HOSTILES : Western américain et road-movie

 

Hostiles western américain et road-movie de Scott Cooper avec Christian Bale, Rosamund Pike et Wes Studi.

 

En 1892, le capitaine de cavalerie Joseph Blocker (Christian Bale, abrupt, gauche et ombrageux), ancien héros de guerre devenu gardien de prison, est contraint d’escorter Yellow Hawk (le vétéran tout en retenue Wes Studi), chef de guerre Cheyenne mourant, sur ses anciennes terres tribales. Peu après avoir pris la route, ils rencontrent Rosalee Quaid (Rosamund Pike, toujours aussi bouleversante après Gone Girl et HHhH). Seule rescapée du massacre de sa famille par les Comanches, la jeune femme traumatisée se joint à eux dans leur périple. Façonnés par la souffrance, la violence et la mort, ils ont en eux d’infinies réserves de colère et de méfiance envers autrui. Sur le périlleux chemin qui va les conduire du Nouveau-Mexique jusqu’au Montana, les anciens ennemis vont devoir faire preuve de solidarité pour survivre à l’environnement et aux tribus comanches qu’ils rencontrent.

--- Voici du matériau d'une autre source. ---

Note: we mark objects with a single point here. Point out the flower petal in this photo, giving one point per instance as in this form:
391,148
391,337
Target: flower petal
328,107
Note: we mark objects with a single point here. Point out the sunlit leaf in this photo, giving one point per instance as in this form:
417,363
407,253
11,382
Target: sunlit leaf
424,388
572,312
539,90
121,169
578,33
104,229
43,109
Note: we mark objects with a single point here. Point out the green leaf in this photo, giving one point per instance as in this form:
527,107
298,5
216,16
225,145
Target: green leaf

Au moment où vous lirez ces lignes, HOSTILES, le magnifique western crépusculaire de l’acteur, scénariste et réalisateur Scott Cooper aura-t-il encore l’honneur de figurer (comme il le mérite pourtant)  à l’affiche des grandes salles de notre agglomération dijonnaise ? Ce road-movie pacifiste, et pourtant hyperviolent, est une lente et dure expédition à travers des paysages sauvages. Le film est  tourné en décors naturels au Nouveau Mexique et dans le Colorado, sublimés par le travail du chef opérateur Masanobu Takayanagi. La lumière y est éblouissante et contrastée,  pour une esthétique aux tons sépias proche du noir et blanc. L’équipe du film a entrepris un minutieux et admirable travail historique, et à ce titre une part significative des dialogues est prononcé dans la langue des Cheyennes du Nord. Pour accompagner l’ambiance sonore particulière d’un western farouche et lent, Max Richter, compositeur électro-acoustique, a autant puisé son inspiration dans Bach que dans le punk rock !

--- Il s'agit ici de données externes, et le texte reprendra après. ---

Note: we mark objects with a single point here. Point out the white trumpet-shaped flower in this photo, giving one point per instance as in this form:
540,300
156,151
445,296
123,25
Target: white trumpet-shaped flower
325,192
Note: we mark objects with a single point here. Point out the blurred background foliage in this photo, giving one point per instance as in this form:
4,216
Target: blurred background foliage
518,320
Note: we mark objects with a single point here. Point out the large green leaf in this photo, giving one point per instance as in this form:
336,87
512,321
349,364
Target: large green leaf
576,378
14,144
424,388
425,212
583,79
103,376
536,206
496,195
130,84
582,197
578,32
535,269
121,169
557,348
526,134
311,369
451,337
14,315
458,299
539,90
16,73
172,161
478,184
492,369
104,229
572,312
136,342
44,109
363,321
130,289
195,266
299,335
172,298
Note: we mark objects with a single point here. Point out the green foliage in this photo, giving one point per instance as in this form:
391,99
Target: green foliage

Une citation de D.H. Lawrence ouvre le beau film âpre et primitif de Cooper et sa dream team : « L’âme américaine est dure, solitaire, stoïque : c’est une tueuse. Elle n’a pas encore été délayée ». Nous sommes très loin de l’assimilation et du brassage culturel qui pourrait faire la force des Etats Unis. D’ailleurs Scott Cooper s’en explique très bien …

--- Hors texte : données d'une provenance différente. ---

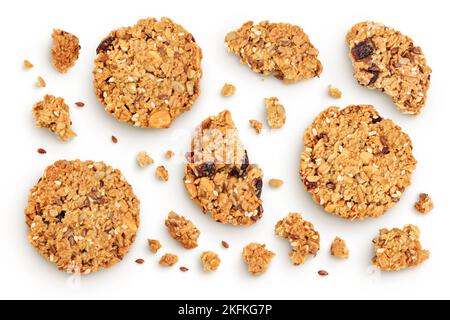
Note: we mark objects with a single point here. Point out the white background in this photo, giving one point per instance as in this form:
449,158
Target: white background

« J’ai toujours voulu réaliser un western mais je tenais à le faire à ma façon. Je voulais qu’il soit pertinent au regard des questions raciales et culturelles qui agitent actuellement l’Amérique. Nous sommes tous conscients des mauvais traitements  qui ont été infligés aux Amérindiens, mais on peut voir le même schéma se reproduire aujourd’hui avec  les Afro-Américains ou la communauté LGBTQ. Cette histoire soulève des problèmes universels. »

Western longtemps sans cow-boys, HOSTILES ne tombe jamais dans la facilité ni dans les clichés du film de genre. La haine et la soif de vengeance finissent ici par se transformer peu à peu en assentiment et estime de l’autre. Les ennemis sont contraints de s’entendre. La route est longue pour ce convoi de survivants, où chacun questionne son passé. Cette métaphore métamorphosante se traduit par l’immense et dangereux chemin parcouru, ainsi que par la durée exceptionnelle de ce chef-d’œuvre engagé. Deux heures et treize minutes, un temps mortel où le mal peut surgir à tout moment : une expression également du destin du monde et de son actualité tragique, préférant souvent la violence à la confiance ou à l’écoute.

Se distille ainsi dans HOSTILES une philosophie intemporelle, écrite avec subtilité par un sens du cadrage et une mise en scène précise, intimiste et réaliste, fulgurante et violente, invitant le spectateur à finir lui-même ce voyage épuisant, triste et pourtant essentiel. La dernière scène est d’une beauté à couper le souffle.